The study revealed that optogenetic activation of 0273 neurons, a subset of reward-encoding DANs in the PAM cluster, produced a strong preference for the associated odor cue even when it was paired with electric shocks. This shock-resistant reward seeking was not observed with sucrose reward or activation of other DAN populations. scRNA-seq data indicated that 0273-GAL4 labels a mixed population of neurons, including DANs, cholinergic, GABAergic, and glutamatergic neurons. Further experiments showed that DANs are crucial for the shock-resistant reward seeking, with specific PAM DAN populations (β'2 & γ4 DANs) being particularly important.
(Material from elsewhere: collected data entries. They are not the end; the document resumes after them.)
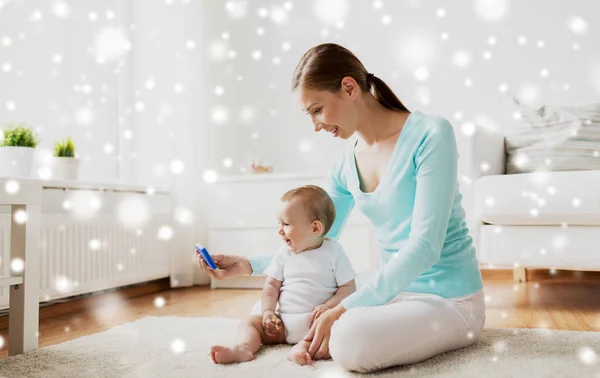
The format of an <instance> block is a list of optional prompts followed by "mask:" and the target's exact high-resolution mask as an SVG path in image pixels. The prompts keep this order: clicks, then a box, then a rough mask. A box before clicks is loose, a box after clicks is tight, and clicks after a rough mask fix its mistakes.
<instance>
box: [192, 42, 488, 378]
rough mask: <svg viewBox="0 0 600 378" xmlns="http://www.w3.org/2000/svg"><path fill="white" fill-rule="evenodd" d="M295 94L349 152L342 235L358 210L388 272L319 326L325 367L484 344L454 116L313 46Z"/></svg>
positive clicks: (230, 262) (309, 350)
mask: <svg viewBox="0 0 600 378" xmlns="http://www.w3.org/2000/svg"><path fill="white" fill-rule="evenodd" d="M292 89H293V91H294V92H295V93H296V94H297V95H298V97H299V100H300V103H301V104H302V106H303V108H304V109H305V111H306V113H307V114H308V115H309V116H310V118H311V120H312V122H313V125H314V127H315V131H320V130H325V131H327V132H329V133H331V134H332V136H333V137H335V138H341V139H349V138H350V137H351V136H353V135H354V134H356V136H357V138H356V142H353V143H350V144H348V148H347V149H345V150H344V152H343V154H342V156H341V157H340V159H339V160H338V161H337V163H336V164H334V165H333V166H332V167H331V168H330V170H329V175H328V176H329V188H328V193H329V194H330V196H331V197H332V199H333V201H334V204H335V209H336V213H337V217H336V221H335V223H334V225H333V227H332V228H331V230H330V231H329V233H328V236H329V237H332V238H338V236H339V235H340V233H341V231H342V228H343V226H344V223H345V221H346V218H347V217H348V214H349V213H350V211H351V209H352V208H353V207H354V205H355V204H356V205H357V206H358V208H359V209H360V210H361V211H362V212H363V213H364V214H365V215H366V216H367V217H368V218H369V219H370V221H371V222H372V224H373V225H374V226H375V228H376V230H377V236H378V240H379V246H380V261H381V266H380V269H379V271H378V272H377V274H376V275H375V276H374V277H372V278H371V279H370V280H369V281H367V282H366V283H365V284H364V285H361V286H360V287H358V288H357V290H356V292H354V293H353V294H351V295H350V296H348V297H347V298H345V299H344V300H343V301H342V302H341V303H340V304H339V305H338V306H336V307H334V308H332V309H330V310H328V311H326V312H325V313H323V314H322V315H321V317H320V318H319V319H318V320H317V321H316V322H315V323H314V324H313V326H312V327H311V330H310V332H309V334H308V335H307V336H306V340H308V341H312V342H311V346H310V349H309V353H310V354H311V355H312V356H313V358H314V359H324V358H329V357H332V358H333V359H334V360H335V361H336V362H337V363H339V364H340V365H342V366H343V367H344V368H346V369H348V370H354V371H359V372H370V371H374V370H377V369H382V368H385V367H389V366H394V365H404V364H410V363H415V362H419V361H423V360H425V359H428V358H430V357H433V356H435V355H437V354H440V353H443V352H447V351H451V350H455V349H459V348H463V347H466V346H468V345H471V344H473V343H474V342H475V341H476V340H477V338H478V337H479V335H480V334H481V330H482V328H483V325H484V322H485V303H484V295H483V285H482V280H481V273H480V271H479V266H478V261H477V258H476V256H475V249H474V247H473V245H472V239H471V237H470V236H469V230H468V229H467V227H466V223H465V212H464V210H463V207H462V205H461V199H462V196H461V194H460V193H459V190H458V180H457V161H458V153H457V149H456V140H455V136H454V131H453V128H452V125H451V124H450V123H449V122H448V121H447V120H446V119H444V118H442V117H439V116H435V115H428V114H424V113H421V112H419V111H413V112H410V111H409V110H408V109H407V108H406V107H405V106H404V105H403V104H402V102H401V101H400V100H399V99H398V97H396V95H395V94H394V93H393V92H392V90H391V89H390V88H389V87H388V86H387V85H386V84H385V83H384V82H383V81H382V80H381V79H380V78H378V77H377V76H375V75H373V74H371V73H369V72H368V71H367V70H366V68H365V67H364V66H363V64H362V63H361V62H360V61H359V59H358V58H357V57H356V56H355V55H354V54H353V53H352V52H350V51H349V50H347V49H346V48H344V47H342V46H339V45H336V44H322V45H319V46H316V47H313V48H311V49H310V50H308V51H307V52H306V53H305V54H304V55H303V56H302V58H301V60H300V62H299V63H298V66H297V67H296V70H295V72H294V76H293V82H292ZM214 258H215V262H216V263H217V265H218V266H219V267H220V268H221V269H218V270H216V271H214V272H213V271H212V270H210V269H208V268H207V266H206V265H205V264H204V263H203V262H200V265H201V267H202V269H203V271H204V272H205V273H206V274H208V275H209V276H211V277H214V278H217V279H224V278H229V277H235V276H240V275H261V274H262V271H263V269H264V268H265V267H266V266H267V265H268V264H269V262H270V260H271V258H272V256H271V255H269V256H263V257H254V258H250V259H247V258H245V257H241V256H232V255H216V256H214Z"/></svg>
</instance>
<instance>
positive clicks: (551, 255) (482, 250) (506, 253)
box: [478, 225, 600, 270]
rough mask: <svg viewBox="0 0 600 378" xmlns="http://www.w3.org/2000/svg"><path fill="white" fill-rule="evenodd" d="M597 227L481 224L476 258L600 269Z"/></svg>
mask: <svg viewBox="0 0 600 378" xmlns="http://www.w3.org/2000/svg"><path fill="white" fill-rule="evenodd" d="M599 244H600V227H598V226H570V227H566V228H565V227H561V226H490V225H488V226H483V227H482V228H481V244H480V247H479V248H478V249H479V250H480V251H479V252H480V253H479V261H481V262H482V263H485V264H494V265H514V264H516V263H518V264H519V265H520V266H522V267H525V268H561V269H574V270H595V269H600V258H598V257H599V255H598V245H599Z"/></svg>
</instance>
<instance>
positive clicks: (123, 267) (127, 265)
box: [0, 190, 172, 309]
mask: <svg viewBox="0 0 600 378" xmlns="http://www.w3.org/2000/svg"><path fill="white" fill-rule="evenodd" d="M66 195H67V194H66V193H65V192H63V191H62V190H44V195H43V197H44V198H43V204H42V213H43V214H42V235H41V261H40V301H48V300H53V299H58V298H64V297H69V296H73V295H78V294H85V293H90V292H94V291H99V290H106V289H111V288H115V287H119V286H125V285H131V284H135V283H139V282H144V281H149V280H154V279H159V278H164V277H168V276H169V274H170V255H169V252H170V250H171V249H172V248H171V243H172V240H163V239H161V238H159V237H158V236H157V235H158V233H159V229H160V228H161V227H163V226H165V225H169V224H171V223H172V217H171V215H170V213H169V206H170V198H169V197H168V196H166V195H165V196H162V197H164V198H161V196H158V195H156V196H154V197H150V198H148V197H146V199H148V201H149V203H150V205H151V207H152V212H153V214H152V215H151V218H150V220H149V221H148V222H147V223H146V224H144V226H142V227H140V228H134V229H131V228H126V227H124V226H122V224H121V222H120V221H119V220H118V217H117V215H116V212H115V211H113V210H114V205H115V204H116V203H118V201H119V199H121V198H123V197H124V196H130V195H132V194H131V193H116V192H104V193H101V194H100V196H101V197H102V201H103V211H101V212H100V213H99V214H97V215H96V216H95V217H93V218H91V219H89V220H77V219H75V218H74V217H73V216H71V215H70V214H68V213H66V212H65V211H64V210H62V212H63V213H58V214H57V212H59V209H60V208H61V203H62V201H63V199H64V198H65V196H66ZM134 195H135V194H134ZM138 195H143V194H138ZM9 238H10V215H9V214H6V213H4V214H0V258H1V260H0V275H9V273H10V269H11V267H10V265H11V264H10V261H9V258H10V251H9V249H8V248H9ZM8 292H9V288H8V287H6V288H4V287H3V288H1V289H0V308H1V309H5V308H8V302H9V298H8Z"/></svg>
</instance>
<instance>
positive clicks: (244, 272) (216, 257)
mask: <svg viewBox="0 0 600 378" xmlns="http://www.w3.org/2000/svg"><path fill="white" fill-rule="evenodd" d="M194 253H196V252H194ZM197 256H198V266H200V269H202V271H203V272H204V273H205V274H206V275H207V276H209V277H212V278H216V279H218V280H224V279H226V278H233V277H238V276H249V275H250V274H252V266H251V265H250V261H248V259H247V258H245V257H242V256H233V255H211V257H212V258H213V260H214V262H215V264H217V269H216V270H212V269H211V268H210V267H209V266H208V265H207V264H206V262H204V260H203V259H202V257H200V255H199V254H197Z"/></svg>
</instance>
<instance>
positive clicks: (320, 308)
mask: <svg viewBox="0 0 600 378" xmlns="http://www.w3.org/2000/svg"><path fill="white" fill-rule="evenodd" d="M330 309H331V307H329V306H327V305H326V304H322V305H318V306H317V307H315V309H314V310H313V312H312V314H311V315H310V325H311V326H312V324H313V322H314V321H315V320H317V319H319V316H321V314H323V313H324V312H325V311H327V310H330Z"/></svg>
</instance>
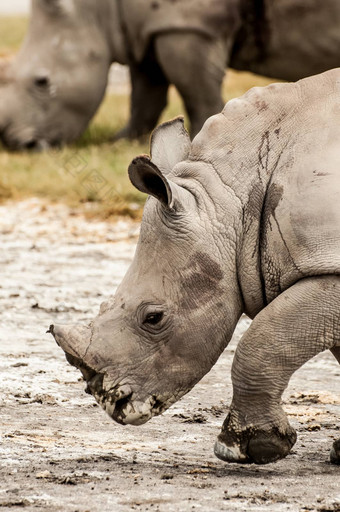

These β'2 & γ4 DANs, when activated, created a shock-resistant reward memory that was state-independent (i.e., present regardless of hunger). Optogenetic silencing of 0273 neurons or β'2&γ4 DANs implanted aversive memories, and this aversion was diminished when aversive DANs were co-inhibited, indicating an antagonistic relationship between reward and aversion DANs. Activation of reward DANs impaired subsequent aversive learning and naive shock avoidance, suggesting that activation of reward DANs interferes with the processing of aversive stimuli. Importantly, flies with artificially induced reward-seeking behavior neglected available food to seek the artificially rewarded odor, demonstrating that this behavior overrides physiological needs. Two-photon calcium imaging showed that β'2 and γ4 DANs respond strongly to odors, while γ5n DANs respond strongly to sucrose. The γ5n DAN responses showed adaptation with repeated sucrose presentations, suggesting a satiety signal. Finally, connectome analysis showed highly heterogeneous and parallel input to the reward-encoding DANs, consistent with the parallel representation of diverse rewards.

This study demonstrates that specific dopaminergic neuron populations in Drosophila can drive reward-seeking behavior that persists even in the face of adverse consequences such as electric shocks and food deprivation. The findings highlight the importance of specific DAN subsets (β'2 and γ4) in mediating this behavior. The antagonistic interaction between reward and aversion DANs, demonstrated through optogenetic manipulation, sheds light on how reward seeking can override aversion processing. The observation that artificial reward seeking bypasses the usual state-dependent regulation of reward processing, suggests a mechanism for uncontrolled reward-seeking behaviors. The highly heterogeneous input structure of the reward-encoding DANs further emphasizes the complexity of reward processing and its potential susceptibility to disruption. The Drosophila model offers valuable insights into similar maladaptive behaviors seen in mammals, suggesting potential conservation of these mechanisms across species. The observed impairment of subsequent aversive learning and naive shock avoidance following reward DAN activation suggests that dysfunction in these pathways may contribute to the development of maladaptive reward-seeking behaviors.

This study reveals specific dopaminergic mechanisms underlying compulsive-like reward seeking in Drosophila, characterized by shock resistance and need neglect. The study identified key DAN subpopulations (β'2 & γ4) crucial for this behavior, highlighting the interplay between reward and aversion processing. The results suggest that dysfunction in dopaminergic pathways, disrupting the balance between reward and aversion and overriding state-dependent regulation, may contribute to maladaptive reward seeking. The Drosophila model provides a valuable system for further investigation into the complex neural circuits involved in compulsive behaviors and their potential therapeutic targets.

The study primarily focuses on artificially induced reward seeking through optogenetic manipulation. While this approach allows for precise control of DAN activity, it might not fully capture the complexity of naturally occurring reward seeking. The Drosophila model, while advantageous due to its simplicity, may not fully replicate all aspects of mammalian reward systems. The study does not investigate the long-term consequences or the impact of repeated exposure to these reward-seeking paradigms. Future studies could address these limitations by examining natural reward-seeking behaviors, focusing on specific pharmacological or environmental manipulations, and exploring long-term behavioral changes in the flies.